3. Guerre contre la drogue et prisons surpeuplées
Le gouvernement équatorien a imputé le boom criminel actuel non seulement aux organisations criminelles, en particulier aux trafiquants de drogue, mais aussi au peu d’investissements réalisés par les administrations précédentes en matière de sécurité.
Et, pour cette raison, le ministre Zapata s’est donné pour objectif porter le nombre de policiers à 82 000 d’ici 2024.
Cependant, il y a ceux qui croient que cette recette n’est pas la bonne.
“En Équateur, nous vivons une guerre contre la drogue (et nous avons un gouvernement) qui vise à mettre plus de policiers et de militaires dans les rues, mais ne fait rien pour réduire le blanchiment d’argent”, s’est plaint l’analyste Luis Carlos Córdova lors d’une conversation avec BBC Mundo.
“Tout en jouant au chat et à la souris, en chassant les membres de gangs et en détournant vers la sécurité d’énormes quantités de ressources qui devraient aller à l’investissement social, (le gouvernement) ne fait rien pour briser les structures économiques du crime organisé», a dénoncé le chercheur du projet Ordre, Conflit et Violence de l’Université centrale de Quito.
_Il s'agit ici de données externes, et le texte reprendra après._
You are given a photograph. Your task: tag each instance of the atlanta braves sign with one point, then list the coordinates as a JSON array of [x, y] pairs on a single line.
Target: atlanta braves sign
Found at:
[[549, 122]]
Córdova estime que le gouvernement devrait concentrer davantage de ressources sur l’éducation, en particulier pour lutter contre le décrochage scolaire et ainsi prévenir les jeunes finissent les rangs des organisations criminelles.
Et il a également préconisé de renforcer les contrôles sur les forces de police et l’armée pour lutter contre leurs éventuels liens avec des criminels.
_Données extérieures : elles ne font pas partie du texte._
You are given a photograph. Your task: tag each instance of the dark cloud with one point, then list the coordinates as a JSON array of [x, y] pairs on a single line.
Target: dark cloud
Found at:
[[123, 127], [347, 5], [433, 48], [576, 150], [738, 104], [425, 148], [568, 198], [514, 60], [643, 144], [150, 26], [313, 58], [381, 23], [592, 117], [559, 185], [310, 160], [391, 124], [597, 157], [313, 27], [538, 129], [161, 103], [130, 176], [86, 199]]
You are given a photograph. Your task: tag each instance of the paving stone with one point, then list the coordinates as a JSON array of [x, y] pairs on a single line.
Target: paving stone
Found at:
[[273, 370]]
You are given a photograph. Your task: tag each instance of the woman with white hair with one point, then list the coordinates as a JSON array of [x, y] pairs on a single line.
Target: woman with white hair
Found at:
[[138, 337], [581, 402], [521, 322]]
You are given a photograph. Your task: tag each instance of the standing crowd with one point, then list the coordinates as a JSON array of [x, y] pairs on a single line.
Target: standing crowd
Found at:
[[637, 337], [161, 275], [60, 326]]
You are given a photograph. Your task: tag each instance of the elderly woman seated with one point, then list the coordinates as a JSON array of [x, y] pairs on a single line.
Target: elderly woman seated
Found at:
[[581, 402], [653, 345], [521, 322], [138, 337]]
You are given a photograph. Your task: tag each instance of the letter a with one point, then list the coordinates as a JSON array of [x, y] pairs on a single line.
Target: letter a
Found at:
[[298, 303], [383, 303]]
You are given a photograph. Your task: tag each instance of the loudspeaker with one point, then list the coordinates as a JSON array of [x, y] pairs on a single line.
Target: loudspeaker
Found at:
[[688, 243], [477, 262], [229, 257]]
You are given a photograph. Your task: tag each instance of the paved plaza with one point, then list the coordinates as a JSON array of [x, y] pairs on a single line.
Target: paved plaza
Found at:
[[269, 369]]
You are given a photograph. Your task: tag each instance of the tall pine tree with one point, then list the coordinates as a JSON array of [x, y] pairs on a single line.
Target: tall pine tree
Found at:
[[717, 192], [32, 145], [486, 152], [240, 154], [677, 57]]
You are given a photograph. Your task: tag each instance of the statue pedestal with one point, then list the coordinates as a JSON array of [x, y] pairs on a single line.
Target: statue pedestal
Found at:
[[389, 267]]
Concernant la crise carcérale, lorsqu’il a signé le décret d’état d’urgence après l’émeute dans la prison de Guayas, le président Lasso s’est dit confiant que la mesure permettra “d’agir avec plus de force pour maîtriser les criminels” à l’intérieur et à l’extérieur des prisons. Un optimisme que ne partagent pas ses adversaires.
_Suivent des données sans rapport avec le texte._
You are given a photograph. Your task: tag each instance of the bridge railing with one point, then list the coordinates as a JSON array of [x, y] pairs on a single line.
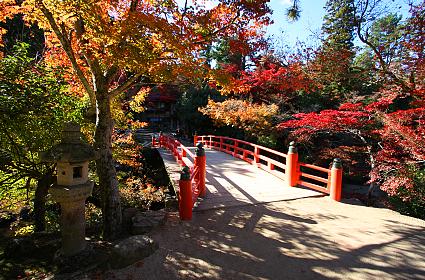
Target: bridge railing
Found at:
[[192, 179], [285, 166]]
« Cette question ne passe pas par un décret d’exception. Nous sommes de décret en décret. Nous avons vécu 16 décrets. Qu’ont-ils résolu ? Absolument rien», disait alors la candidate à la présidentielle Luisa González, proche de l’ancien président Rafael Correa.
Avec la déclaration d’urgence nationale prise après le décès du candidat à la présidentielle, Il existe déjà 17 décrets.
De son côté, la Commission interaméricaine des droits de l’homme (CIDH) a appelé les autorités équatoriennes à lutter contre la surpopulation carcérale, estimant qu’elle encourage la violence et l’émergence d’activités illégales comme l’extorsion de prisonniers par des bandes organisées.
Jusqu’en 2022, il y avait 36 599 personnes dans les prisons équatoriennes, malgré le fait qu’elles n’avaient la capacité d’en héberger que 30 169. Et quatre centres étaient surpeuplés à 95%, dénonce la CIDH dans un rapport.
Ces actes de violence ont mis la sécurité en premier lieu à l’ordre du jour, ce qui peut profiter à ceux qui soutiennent les thèses “bukelistas”.